Uno de los momentos más conocidos es la escena inicial de los celos de José, formulados con un realismo verbal que aproxima el misterio sagrado al horizonte emocional del oyente. Esta humanización, lejos de rebajar la dignidad religiosa del asunto, intensifica la cercanía afectiva de la situación y prepara la súplica de la Virgen, de hondo patetismo espiritual. A continuación, la pieza se orienta hacia los episodios navideños más tradicionales: nacimiento, adoración y canto angélico, resueltos con gracia delicada y sensibilidad musical. La inserción de un villancico final refuerza la fusión entre canto, devoción y representación.
Conviene subrayar, sin embargo, que la obra no desarrolla un conflicto propiamente dramático en sentido estricto. La duda inicial de José no se convierte en una intriga sostenida, y la acción avanza más por yuxtaposición de escenas piadosas que por encadenamiento causal. De ahí que su valor principal resida en la creación de una atmósfera de devoción escenificada antes que en la construcción de una auténtica dramaturgia. Con todo, la pieza evidencia ya una intuición representativa y una capacidad de modulación verbal que justifican su importancia en el conjunto del período.
2.3. Las Lamentaciones para Semana Santa
Las Lamentaciones compuestas para la Semana Santa se sitúan dentro del ciclo de la Pasión y muestran aún con mayor claridad el predominio del elemento lírico sobre el dramático. La disposición de voces y la presencia de personajes como la Virgen, San Juan y la Magdalena remiten a tradiciones devocionales muy antiguas, especialmente al Planctus Mariae, cuya difusión europea fue extensa y perdurable. La obra se articula como una sucesión de lamentaciones y anuncios, con escasa trama y fuerte concentración emocional. El centro ya no es la acción exterior, sino el dolor contemplado y verbalizado.

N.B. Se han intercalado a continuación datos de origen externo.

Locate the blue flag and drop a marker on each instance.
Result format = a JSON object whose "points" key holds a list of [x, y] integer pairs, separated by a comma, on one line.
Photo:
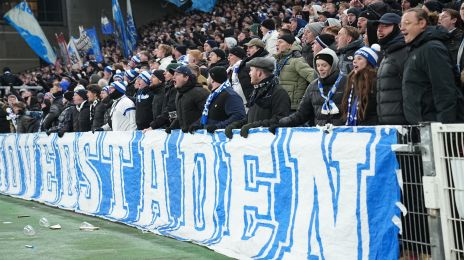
{"points": [[107, 27], [22, 19], [131, 30], [121, 28], [203, 5], [95, 50]]}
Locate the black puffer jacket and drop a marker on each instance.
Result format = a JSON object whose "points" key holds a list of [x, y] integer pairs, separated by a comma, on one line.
{"points": [[168, 108], [55, 110], [269, 102], [244, 73], [389, 82], [81, 118], [143, 107], [26, 124], [97, 114], [429, 91], [346, 55], [190, 101]]}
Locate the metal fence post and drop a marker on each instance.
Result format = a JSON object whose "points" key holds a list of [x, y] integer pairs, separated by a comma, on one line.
{"points": [[431, 196]]}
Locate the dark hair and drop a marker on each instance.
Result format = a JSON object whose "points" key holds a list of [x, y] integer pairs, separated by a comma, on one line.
{"points": [[363, 84], [94, 88], [454, 15], [421, 14]]}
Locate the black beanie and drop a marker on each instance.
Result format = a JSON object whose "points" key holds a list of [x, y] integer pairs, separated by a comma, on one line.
{"points": [[238, 51], [268, 24], [159, 74], [325, 57], [68, 95], [220, 53], [218, 74], [288, 38]]}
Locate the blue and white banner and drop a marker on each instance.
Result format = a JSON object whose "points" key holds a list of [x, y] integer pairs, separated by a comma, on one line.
{"points": [[95, 50], [22, 19], [302, 194], [131, 30], [121, 28], [206, 6], [107, 27]]}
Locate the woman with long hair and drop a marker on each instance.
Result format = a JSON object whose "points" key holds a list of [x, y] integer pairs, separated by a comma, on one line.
{"points": [[359, 99]]}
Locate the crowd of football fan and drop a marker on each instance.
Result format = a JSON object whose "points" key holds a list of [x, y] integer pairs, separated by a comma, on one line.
{"points": [[258, 64]]}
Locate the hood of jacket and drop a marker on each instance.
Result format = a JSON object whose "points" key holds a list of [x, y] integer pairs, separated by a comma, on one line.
{"points": [[431, 33]]}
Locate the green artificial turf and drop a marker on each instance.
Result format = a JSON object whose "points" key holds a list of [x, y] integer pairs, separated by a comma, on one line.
{"points": [[112, 241]]}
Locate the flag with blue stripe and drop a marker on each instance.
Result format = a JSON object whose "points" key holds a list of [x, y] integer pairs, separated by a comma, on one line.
{"points": [[107, 27], [95, 50], [206, 6], [22, 19], [121, 28], [131, 30]]}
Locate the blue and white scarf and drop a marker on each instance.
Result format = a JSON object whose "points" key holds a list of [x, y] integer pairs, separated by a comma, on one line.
{"points": [[329, 107], [352, 117], [210, 99]]}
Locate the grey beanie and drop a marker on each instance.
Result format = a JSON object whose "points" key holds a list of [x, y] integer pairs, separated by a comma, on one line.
{"points": [[315, 28]]}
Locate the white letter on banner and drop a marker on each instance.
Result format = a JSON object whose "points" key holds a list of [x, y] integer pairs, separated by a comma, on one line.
{"points": [[90, 191], [117, 150], [3, 170], [323, 224], [28, 161], [66, 149], [153, 210], [13, 165], [252, 190], [49, 192], [200, 188]]}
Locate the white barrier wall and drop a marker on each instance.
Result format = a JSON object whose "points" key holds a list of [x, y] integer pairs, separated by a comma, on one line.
{"points": [[302, 193]]}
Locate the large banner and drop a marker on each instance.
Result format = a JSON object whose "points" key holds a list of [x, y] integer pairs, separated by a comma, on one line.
{"points": [[22, 19], [303, 193]]}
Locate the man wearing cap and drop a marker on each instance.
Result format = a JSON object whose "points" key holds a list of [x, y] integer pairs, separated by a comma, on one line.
{"points": [[255, 48], [429, 91], [81, 113], [143, 100], [323, 41], [270, 35], [180, 54], [190, 99], [390, 72], [268, 102], [122, 112], [293, 72], [59, 87], [223, 105], [159, 88], [65, 120], [217, 57], [97, 108], [348, 42], [129, 77], [107, 73], [236, 55]]}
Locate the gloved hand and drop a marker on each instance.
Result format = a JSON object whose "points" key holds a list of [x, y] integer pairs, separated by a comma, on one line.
{"points": [[211, 128], [194, 128], [246, 129], [273, 128]]}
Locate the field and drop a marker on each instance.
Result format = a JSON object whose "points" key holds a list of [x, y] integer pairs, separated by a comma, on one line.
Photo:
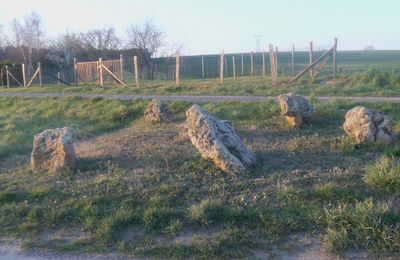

Esta estructura responde a una espiritualidad afectiva que buscaba mover al auditorio a la compasión, a la meditación del sufrimiento de Cristo y a la participación interior en la escena sagrada. En ese sentido, el texto funciona más como ejercicio de interiorización religiosa que como representación autónoma. La palabra se vuelve vehículo de una piedad visualizable, pero no necesariamente de un espectáculo plenamente escénico. La concisión de las acotaciones y la subordinación de la acción al lamento confirman esa orientación.
Pese a ello, las formas dialogadas desempeñan un papel nada desdeñable. La alternancia de voces, la espera de la noticia fatal y la presencia muda de la Magdalena configuran una mínima tensión que aproxima la composición a lo representable. En este punto, Gómez Manrique se sitúa en una zona de umbral: no alcanza todavía la autonomía técnica del teatro posterior, pero convierte la emoción religiosa en materia verbal escenificable. Esa capacidad de transición explica el interés de la obra para la historia literaria, aunque no deba exagerarse su entidad dramática.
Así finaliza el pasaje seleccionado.